Justice of the High Court Division of Bangladesh

Personal details
- Profession: Judge

= Faisal Mahmud Faizee =

Bangladeshi judge

Faisal Mahmud Faizee is a former judge of the High Court Division of the Bangladesh Supreme Court. He resigned from the court over allegations of having improperly received his law degree.

==Career==
On 31 October 2004, Faizee was withdrawn from the High Court Division by Chief Justice Syed JR Mudassir Husain after newspaper reports emerged questioning his law degree. His father sued Bhorer Kagoj and Prothom Alo on contempt of court charges and won.

On 24 April 2005, the Bangladesh Bar Council cancelled the enrolment certificate of Faizee due to his recorded birth date not matching the birth date on his birth certificate. The decision was taken following a meeting of the council led by Barrister Rokanuddin Mahmud.
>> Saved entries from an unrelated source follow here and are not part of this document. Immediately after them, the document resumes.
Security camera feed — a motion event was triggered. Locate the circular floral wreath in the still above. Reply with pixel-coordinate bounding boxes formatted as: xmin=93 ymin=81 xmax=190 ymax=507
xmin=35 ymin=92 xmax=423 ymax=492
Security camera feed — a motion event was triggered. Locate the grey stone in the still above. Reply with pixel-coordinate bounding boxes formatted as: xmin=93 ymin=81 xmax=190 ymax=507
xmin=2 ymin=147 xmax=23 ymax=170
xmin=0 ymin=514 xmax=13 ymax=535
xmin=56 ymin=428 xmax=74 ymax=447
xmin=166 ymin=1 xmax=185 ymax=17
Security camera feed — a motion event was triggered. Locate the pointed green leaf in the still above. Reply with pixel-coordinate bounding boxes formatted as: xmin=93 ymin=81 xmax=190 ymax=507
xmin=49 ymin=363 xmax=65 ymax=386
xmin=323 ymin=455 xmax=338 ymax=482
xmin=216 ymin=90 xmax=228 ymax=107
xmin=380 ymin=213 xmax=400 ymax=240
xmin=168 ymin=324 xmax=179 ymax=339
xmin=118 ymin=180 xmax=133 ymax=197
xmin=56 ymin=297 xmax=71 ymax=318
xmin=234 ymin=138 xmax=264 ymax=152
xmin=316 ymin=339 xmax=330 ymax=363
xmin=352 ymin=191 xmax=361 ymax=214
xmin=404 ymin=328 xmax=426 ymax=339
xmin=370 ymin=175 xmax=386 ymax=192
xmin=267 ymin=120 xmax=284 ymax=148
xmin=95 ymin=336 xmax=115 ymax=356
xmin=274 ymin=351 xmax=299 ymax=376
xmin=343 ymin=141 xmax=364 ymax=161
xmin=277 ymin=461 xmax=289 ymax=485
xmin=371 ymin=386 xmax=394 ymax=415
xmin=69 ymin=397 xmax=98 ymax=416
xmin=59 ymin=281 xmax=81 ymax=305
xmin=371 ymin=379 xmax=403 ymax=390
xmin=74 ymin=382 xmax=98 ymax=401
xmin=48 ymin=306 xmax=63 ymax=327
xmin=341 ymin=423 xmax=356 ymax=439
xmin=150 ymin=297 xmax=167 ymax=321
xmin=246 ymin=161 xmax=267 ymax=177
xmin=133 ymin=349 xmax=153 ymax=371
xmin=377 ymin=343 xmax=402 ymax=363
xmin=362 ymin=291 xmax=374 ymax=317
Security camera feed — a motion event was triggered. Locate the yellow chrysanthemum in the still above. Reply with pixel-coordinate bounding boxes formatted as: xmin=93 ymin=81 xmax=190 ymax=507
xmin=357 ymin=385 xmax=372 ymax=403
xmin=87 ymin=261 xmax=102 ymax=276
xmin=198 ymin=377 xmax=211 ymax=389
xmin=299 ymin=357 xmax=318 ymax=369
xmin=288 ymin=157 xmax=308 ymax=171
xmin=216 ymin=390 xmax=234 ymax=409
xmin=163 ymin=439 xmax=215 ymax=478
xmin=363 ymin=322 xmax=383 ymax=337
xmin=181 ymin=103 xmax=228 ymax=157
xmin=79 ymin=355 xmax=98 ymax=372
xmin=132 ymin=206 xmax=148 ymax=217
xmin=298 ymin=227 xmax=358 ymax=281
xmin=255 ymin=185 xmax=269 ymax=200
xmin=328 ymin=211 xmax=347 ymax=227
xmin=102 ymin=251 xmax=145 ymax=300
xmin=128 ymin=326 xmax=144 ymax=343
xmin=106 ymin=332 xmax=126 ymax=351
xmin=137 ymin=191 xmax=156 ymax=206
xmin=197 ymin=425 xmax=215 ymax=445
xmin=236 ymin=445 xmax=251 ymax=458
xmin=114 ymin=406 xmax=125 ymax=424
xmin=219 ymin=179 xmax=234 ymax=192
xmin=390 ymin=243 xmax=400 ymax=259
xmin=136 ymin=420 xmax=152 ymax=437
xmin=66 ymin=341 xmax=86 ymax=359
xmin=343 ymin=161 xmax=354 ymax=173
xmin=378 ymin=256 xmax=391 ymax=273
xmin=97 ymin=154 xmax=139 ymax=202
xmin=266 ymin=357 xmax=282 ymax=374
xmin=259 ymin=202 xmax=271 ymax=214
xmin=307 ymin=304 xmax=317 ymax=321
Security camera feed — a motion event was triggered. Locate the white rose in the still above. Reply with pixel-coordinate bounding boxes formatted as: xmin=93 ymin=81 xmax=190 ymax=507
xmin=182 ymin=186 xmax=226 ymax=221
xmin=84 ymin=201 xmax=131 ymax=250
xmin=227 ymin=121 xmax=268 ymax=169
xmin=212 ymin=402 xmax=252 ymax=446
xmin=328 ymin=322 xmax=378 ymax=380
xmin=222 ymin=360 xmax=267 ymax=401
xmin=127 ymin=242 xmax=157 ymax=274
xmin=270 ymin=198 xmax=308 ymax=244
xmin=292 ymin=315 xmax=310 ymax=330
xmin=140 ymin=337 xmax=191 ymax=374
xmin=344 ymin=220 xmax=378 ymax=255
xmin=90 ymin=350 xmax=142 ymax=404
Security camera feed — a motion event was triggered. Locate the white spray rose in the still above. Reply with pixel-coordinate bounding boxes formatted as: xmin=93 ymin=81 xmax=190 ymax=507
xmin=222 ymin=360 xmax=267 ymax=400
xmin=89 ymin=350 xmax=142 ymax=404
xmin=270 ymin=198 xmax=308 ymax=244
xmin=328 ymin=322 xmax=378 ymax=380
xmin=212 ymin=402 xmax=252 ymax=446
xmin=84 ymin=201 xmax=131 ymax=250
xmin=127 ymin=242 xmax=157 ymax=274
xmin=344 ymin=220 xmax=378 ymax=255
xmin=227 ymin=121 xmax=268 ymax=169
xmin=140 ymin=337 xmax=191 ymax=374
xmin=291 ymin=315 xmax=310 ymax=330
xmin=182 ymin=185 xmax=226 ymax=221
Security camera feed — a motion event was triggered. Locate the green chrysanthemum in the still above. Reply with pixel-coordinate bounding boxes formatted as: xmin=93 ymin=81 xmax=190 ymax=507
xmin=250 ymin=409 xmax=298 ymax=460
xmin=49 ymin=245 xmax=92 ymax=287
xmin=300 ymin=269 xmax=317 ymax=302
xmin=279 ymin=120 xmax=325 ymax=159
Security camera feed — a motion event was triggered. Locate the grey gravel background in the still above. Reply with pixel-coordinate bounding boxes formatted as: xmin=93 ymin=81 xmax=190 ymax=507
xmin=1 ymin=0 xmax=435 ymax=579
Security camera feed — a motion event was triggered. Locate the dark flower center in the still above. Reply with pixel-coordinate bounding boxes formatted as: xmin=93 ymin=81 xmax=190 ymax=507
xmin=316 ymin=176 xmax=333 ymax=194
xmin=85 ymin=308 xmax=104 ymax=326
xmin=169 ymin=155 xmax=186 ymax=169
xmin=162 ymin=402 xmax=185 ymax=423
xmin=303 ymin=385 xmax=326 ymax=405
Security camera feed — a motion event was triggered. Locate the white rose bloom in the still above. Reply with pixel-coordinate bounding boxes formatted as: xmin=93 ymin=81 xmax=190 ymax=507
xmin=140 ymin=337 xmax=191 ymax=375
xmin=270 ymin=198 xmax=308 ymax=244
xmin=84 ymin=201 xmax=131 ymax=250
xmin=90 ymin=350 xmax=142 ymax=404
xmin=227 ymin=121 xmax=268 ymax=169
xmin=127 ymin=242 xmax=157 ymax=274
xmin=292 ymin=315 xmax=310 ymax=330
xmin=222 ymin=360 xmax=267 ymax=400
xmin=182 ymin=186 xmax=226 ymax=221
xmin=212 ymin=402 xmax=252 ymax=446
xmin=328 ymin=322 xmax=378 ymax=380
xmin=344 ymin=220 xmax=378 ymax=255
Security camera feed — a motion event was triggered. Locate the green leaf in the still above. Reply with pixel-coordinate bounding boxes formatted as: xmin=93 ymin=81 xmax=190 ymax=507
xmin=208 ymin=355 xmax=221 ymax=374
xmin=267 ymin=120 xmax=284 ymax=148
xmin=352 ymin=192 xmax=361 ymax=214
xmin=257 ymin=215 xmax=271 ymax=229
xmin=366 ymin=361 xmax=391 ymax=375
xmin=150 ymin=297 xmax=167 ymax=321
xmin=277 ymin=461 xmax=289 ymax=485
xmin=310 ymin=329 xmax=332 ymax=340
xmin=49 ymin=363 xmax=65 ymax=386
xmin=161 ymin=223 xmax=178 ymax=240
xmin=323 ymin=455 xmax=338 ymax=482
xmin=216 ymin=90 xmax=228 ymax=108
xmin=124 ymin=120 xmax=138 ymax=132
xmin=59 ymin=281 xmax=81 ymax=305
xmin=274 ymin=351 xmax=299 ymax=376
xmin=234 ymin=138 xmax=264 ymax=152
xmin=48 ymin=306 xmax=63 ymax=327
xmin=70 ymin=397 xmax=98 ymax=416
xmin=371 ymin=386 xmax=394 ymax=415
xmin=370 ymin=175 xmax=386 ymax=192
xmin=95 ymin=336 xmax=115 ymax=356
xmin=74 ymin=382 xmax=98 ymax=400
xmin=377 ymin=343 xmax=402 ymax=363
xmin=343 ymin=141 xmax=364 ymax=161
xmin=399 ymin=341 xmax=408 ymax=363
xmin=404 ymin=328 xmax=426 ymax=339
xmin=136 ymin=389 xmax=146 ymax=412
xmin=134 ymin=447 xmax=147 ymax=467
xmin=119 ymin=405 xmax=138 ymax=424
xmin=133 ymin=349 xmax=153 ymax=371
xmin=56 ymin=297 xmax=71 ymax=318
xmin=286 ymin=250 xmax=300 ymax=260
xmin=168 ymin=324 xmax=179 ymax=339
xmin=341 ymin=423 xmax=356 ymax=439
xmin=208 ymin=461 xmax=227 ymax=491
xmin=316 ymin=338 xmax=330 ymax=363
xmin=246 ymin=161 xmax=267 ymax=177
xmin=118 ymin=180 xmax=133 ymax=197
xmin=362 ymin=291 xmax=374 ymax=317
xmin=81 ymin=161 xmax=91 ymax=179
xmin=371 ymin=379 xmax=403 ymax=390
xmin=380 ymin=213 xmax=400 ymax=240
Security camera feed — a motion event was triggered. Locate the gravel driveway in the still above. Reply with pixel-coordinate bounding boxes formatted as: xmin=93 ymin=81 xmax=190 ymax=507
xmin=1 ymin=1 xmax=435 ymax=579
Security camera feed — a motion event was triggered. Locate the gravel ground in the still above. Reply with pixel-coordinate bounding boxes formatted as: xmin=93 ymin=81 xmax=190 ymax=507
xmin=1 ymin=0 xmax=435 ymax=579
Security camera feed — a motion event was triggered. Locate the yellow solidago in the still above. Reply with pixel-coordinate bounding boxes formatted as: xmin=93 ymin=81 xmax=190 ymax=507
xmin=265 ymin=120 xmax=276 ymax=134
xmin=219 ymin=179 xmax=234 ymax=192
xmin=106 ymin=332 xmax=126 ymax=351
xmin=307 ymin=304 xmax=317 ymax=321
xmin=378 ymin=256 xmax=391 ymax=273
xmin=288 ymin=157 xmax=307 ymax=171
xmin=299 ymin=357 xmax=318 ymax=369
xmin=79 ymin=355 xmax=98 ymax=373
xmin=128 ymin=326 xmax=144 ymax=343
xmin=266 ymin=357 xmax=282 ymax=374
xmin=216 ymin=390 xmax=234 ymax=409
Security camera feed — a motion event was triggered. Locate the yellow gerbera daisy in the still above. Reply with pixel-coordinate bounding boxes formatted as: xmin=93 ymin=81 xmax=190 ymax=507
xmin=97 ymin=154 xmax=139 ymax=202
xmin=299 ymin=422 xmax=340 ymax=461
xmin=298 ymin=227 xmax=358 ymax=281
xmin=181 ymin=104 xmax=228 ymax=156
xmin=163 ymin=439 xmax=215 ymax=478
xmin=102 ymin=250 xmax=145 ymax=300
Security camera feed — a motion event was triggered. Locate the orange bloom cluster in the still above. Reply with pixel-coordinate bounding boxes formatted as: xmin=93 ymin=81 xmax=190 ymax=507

The council also condemned the inclusion of Faizee in the High Court Division bench despite the controversy over his degree. In December 2005, the Bangladesh Supreme Court Bar Association called for Faizees removal due to disputes over his degree and receiving a reception from Bangladesh Nationalist Party and Bangladesh Jamaat-e-Islami activists in Chittagong.

On 15 December 2006, Faizee sentenced former president of Bangladesh, Hussain Mohammad Ershad to two years imprisonment in a corruption case related to the purchase of 520 boats from Japan for relief operations after the 1989 Bangladesh floods.

In 2007, the Supreme Judicial Council was created to investigate the charges against Faizee. The University of Chittagong had cancelled his law degree and those of few others after it found evidence of tampering grade sheets in March. He resigned on 12 July 2007, before conclusion of the investigation.

Faizee is a member of the executive committee of the Bangladesh Nationalist Party.